Fortunately, several developed image compression
technologies are available now. The most popular
technologies may be JPEG and JPEG 2000, which are
published by Joint Photographic Experts Group. They are
both standards for image compression, but they employed
different technologies to achieve image compression. The
JPEG standard is mainly applied for compression of still
images [1].
JPEG ENCODER IN IMAGE COMPRESSION
There are three purposes in image coding, known as
image compression: firstly, compress the image for
limitation of storage; secondly, reduce the mount of
information for transmission; at last, remove redundant
information for preparation of pattern recognition. In JPEG
standard, two compression processes were defined: lossy
compression and lossless compression. The process, which
is based on DCT, is lossy compression. High compression
ration could be achieved by lossy compression. Furthermore,
the vision effect of the reconstruction image from the
process of decoder is similar with that of original image.
Meanwhile, there are extending processing coding methods
based the basic DCT sequence processing. They are
applicable widely compared with the basic encoder while
extending encoder includes the basic sequence.
EXPERIMENT RESULT
Experiment codec system was developed as the public
JPEG codes. The comparison of PSNRs of reconstructed
image was illustrated in table II. In the table, the PSNRs of
compressed images with different compression ratio is
demonstrated. As can be seen from the table, first of all, in
all three columns, the PSNRs decreases with the increase of
compression ratio. That means larger mount of information
loss with the increase of compression ratio and the
performance of compressed image becomes worse.

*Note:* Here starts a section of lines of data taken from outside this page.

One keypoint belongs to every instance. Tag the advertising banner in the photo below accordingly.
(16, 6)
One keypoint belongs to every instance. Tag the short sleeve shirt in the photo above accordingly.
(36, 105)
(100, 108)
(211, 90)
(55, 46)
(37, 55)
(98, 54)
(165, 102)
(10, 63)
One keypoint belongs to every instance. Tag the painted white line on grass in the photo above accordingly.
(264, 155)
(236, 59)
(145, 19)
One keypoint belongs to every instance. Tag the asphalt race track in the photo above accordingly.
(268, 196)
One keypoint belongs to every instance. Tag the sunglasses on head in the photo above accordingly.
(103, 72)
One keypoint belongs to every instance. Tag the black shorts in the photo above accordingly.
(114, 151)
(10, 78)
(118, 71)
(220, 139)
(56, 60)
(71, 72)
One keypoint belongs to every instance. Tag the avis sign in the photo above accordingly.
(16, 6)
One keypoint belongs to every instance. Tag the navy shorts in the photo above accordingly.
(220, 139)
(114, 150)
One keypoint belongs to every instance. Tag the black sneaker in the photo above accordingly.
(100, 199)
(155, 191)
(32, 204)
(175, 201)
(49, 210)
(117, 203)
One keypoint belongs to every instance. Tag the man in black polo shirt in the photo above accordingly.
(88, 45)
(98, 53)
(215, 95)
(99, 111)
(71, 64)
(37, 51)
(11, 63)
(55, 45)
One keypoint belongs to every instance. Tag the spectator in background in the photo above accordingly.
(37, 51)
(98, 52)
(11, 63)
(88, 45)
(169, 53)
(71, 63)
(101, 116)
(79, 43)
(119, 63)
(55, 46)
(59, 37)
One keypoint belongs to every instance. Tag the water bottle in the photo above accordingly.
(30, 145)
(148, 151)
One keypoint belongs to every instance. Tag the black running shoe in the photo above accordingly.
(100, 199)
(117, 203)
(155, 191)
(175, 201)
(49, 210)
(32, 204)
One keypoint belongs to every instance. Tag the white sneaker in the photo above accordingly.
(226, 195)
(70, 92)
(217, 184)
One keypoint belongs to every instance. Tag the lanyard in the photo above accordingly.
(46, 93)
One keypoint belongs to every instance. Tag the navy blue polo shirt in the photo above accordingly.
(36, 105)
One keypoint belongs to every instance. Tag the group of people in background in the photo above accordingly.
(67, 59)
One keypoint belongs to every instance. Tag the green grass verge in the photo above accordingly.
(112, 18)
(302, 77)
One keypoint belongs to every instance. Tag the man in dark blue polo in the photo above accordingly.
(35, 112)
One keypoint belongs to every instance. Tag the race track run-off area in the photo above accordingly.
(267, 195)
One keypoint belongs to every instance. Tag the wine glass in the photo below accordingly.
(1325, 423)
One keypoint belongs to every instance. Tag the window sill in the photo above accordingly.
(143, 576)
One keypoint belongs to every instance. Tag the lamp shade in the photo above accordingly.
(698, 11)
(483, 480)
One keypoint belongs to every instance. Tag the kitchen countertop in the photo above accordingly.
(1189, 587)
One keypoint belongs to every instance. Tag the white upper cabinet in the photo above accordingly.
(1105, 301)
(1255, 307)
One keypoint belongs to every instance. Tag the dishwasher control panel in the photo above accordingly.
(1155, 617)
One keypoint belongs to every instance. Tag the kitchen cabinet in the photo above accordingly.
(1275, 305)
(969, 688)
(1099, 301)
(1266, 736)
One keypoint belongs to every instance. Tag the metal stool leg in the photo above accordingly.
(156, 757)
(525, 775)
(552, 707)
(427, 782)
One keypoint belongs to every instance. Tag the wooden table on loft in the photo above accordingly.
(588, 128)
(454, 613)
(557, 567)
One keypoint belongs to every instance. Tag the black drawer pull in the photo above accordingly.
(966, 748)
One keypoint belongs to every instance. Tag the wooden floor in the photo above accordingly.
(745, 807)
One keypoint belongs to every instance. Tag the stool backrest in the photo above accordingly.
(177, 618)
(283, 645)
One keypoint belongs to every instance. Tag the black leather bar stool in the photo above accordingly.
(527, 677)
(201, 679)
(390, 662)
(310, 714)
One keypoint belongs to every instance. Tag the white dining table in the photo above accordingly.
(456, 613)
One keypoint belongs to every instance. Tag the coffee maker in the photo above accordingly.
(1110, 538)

Secondly, in different compression ratio, there are various
PSNRs in the three images. Diverse frequency components
in the images contribute to that.
CONCLUSION
As the JPEG is a public image compression standard,
this paper analysed main procedures of the encoder based on
JPEG. Compression could be achieved based on procedure
DCT which can decompose image into different frequencies
components. Then the redundant information with high
frequency in a image could be removed by quantization or
coding procedure. It mans that DCT is the foundation of
compression in JPEG codec of lossy compression. With the
increase of compression ratio, the more information could
be loss, which was presented in experiment result. Therefore,
fast DCT algorithms contribute high encoder efficiency
while coding procedure and quantization are hardly to
conserve the resources of processors.